Direct Instruction Procedure for Teaching Skills
1. Introduction:
- Select a social skill.
- Ask the students what they know about the skill.
- Write all of the students' ideas.
- Ask questions to help clarify what the students have suggested. This is an introduction to clarify what students know. Don't teach yet, that's coming.
2. Mini lecture:
- Define the skill.
- Explain it.
- Present a written list or procedure of steps, to use as a guide during the mini lecture, and for students to use to implement and review during feedback.
- Tell how to implement the skill.
- Give rationale for its effective use.
3. Model:
- Give a clear detailed presentation (live, video, or film) of the skill.
- Use self talk.
- Note how the model fits with the procedure or list of steps.
- Present a chart with what it looks like, what it sounds like, and what it feels like.
- Quiz students over presentation and procedure.
- Review as necessary.
4. Role play:
- Use groups of two, or groups of three with one group observer.
- Increase the size of the group and have students offer suggestions.
- Have students demonstrate for the class and critique their actions.
- Move from self talk to self thought.
- Consider age appropriate.
- Continually review until students internalize the skill.
5. Feed back:
- Total peer participation.
- Have the groups list what was good, what could be improved (tips and hints), and what questions they have about the skill.
- Step by step analysis and edit procedure as necessary.
- Give honest encouragement.
- Consider alternative approaches.
6. Reinforcement:
- Specific praise, encouragement, and feedforward.
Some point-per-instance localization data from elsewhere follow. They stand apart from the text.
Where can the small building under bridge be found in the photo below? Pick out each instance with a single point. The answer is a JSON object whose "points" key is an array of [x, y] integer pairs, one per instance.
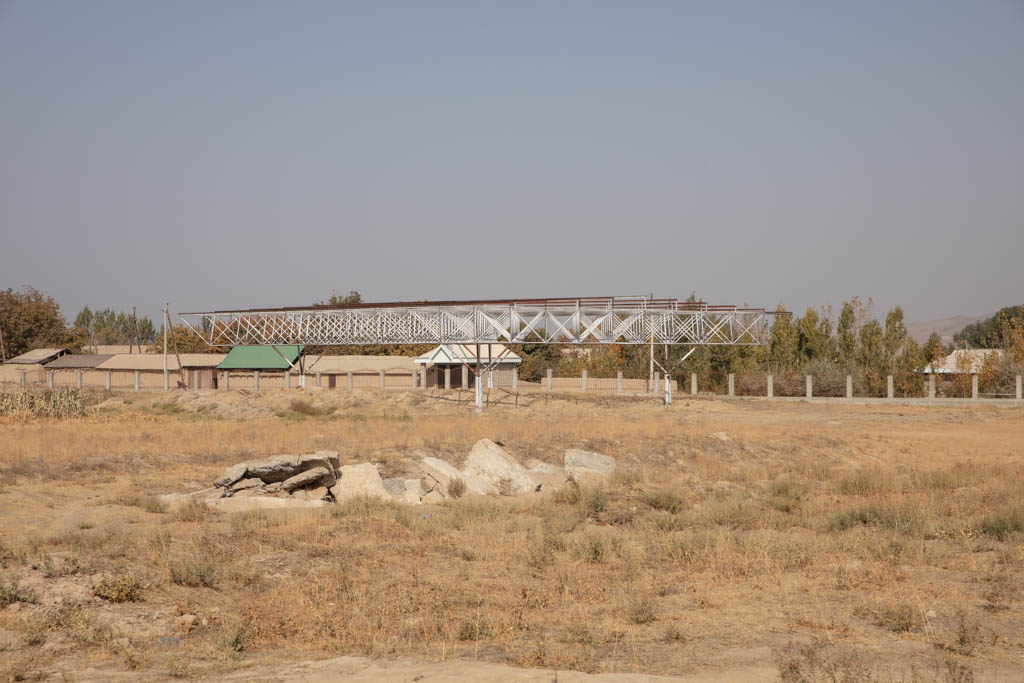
{"points": [[451, 366]]}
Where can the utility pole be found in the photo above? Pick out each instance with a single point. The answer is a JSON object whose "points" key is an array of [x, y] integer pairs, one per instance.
{"points": [[650, 371], [166, 323]]}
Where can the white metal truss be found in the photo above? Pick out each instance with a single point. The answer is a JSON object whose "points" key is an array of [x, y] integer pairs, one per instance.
{"points": [[589, 321]]}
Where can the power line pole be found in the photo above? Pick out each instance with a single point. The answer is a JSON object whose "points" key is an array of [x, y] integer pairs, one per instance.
{"points": [[166, 323]]}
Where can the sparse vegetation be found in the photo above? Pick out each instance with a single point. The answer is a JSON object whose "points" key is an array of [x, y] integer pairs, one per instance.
{"points": [[855, 529], [121, 587]]}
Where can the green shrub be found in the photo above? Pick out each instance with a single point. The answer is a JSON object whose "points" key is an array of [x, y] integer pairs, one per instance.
{"points": [[667, 501], [119, 588], [65, 402]]}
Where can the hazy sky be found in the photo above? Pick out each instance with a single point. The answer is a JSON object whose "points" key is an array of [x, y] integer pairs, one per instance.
{"points": [[244, 154]]}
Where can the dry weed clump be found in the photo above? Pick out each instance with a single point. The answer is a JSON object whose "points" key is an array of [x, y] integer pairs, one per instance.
{"points": [[121, 587]]}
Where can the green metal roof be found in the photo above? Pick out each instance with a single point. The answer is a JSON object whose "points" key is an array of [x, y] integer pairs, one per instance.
{"points": [[260, 357]]}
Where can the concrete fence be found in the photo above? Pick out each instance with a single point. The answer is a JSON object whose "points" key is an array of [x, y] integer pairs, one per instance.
{"points": [[202, 379]]}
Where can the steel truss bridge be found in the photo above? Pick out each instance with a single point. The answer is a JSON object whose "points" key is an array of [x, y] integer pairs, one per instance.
{"points": [[639, 321], [580, 321]]}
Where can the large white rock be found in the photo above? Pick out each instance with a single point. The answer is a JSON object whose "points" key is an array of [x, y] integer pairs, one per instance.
{"points": [[317, 475], [441, 472], [403, 491], [493, 464], [549, 476], [576, 459], [363, 479]]}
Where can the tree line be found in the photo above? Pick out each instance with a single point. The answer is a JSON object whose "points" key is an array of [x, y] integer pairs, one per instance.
{"points": [[821, 343]]}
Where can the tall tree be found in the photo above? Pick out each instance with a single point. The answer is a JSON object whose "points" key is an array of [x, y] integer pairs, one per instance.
{"points": [[30, 318], [895, 335], [846, 334], [782, 340], [932, 351]]}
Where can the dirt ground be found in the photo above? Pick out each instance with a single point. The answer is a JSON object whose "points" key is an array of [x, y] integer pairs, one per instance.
{"points": [[739, 541]]}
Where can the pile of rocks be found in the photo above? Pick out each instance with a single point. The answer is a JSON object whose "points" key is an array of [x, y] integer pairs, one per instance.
{"points": [[318, 478]]}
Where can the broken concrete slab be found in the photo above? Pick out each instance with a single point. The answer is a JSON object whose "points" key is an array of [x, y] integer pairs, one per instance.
{"points": [[317, 475], [493, 464], [548, 476], [248, 482], [574, 458], [403, 491], [442, 472], [363, 479], [231, 475]]}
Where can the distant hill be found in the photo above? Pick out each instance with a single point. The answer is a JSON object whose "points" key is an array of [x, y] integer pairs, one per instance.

- Visual cues and prompting or re instruct.
- Weekly review to expand and connect previous skills.
- Review in class use and can expand to have students report appropriate out of class or school use of the skill.
Final suggestions
- Incorporate into a local system: in class, homework, reports, practice outside of the classroom, task cards
- Write remarks in a notebook, journal, scrapbook, write about who am I, individual conferences to encourage and evaluate personal growth
- Write a discharge packet with some of the same activities but reduce the time the teacher is involved.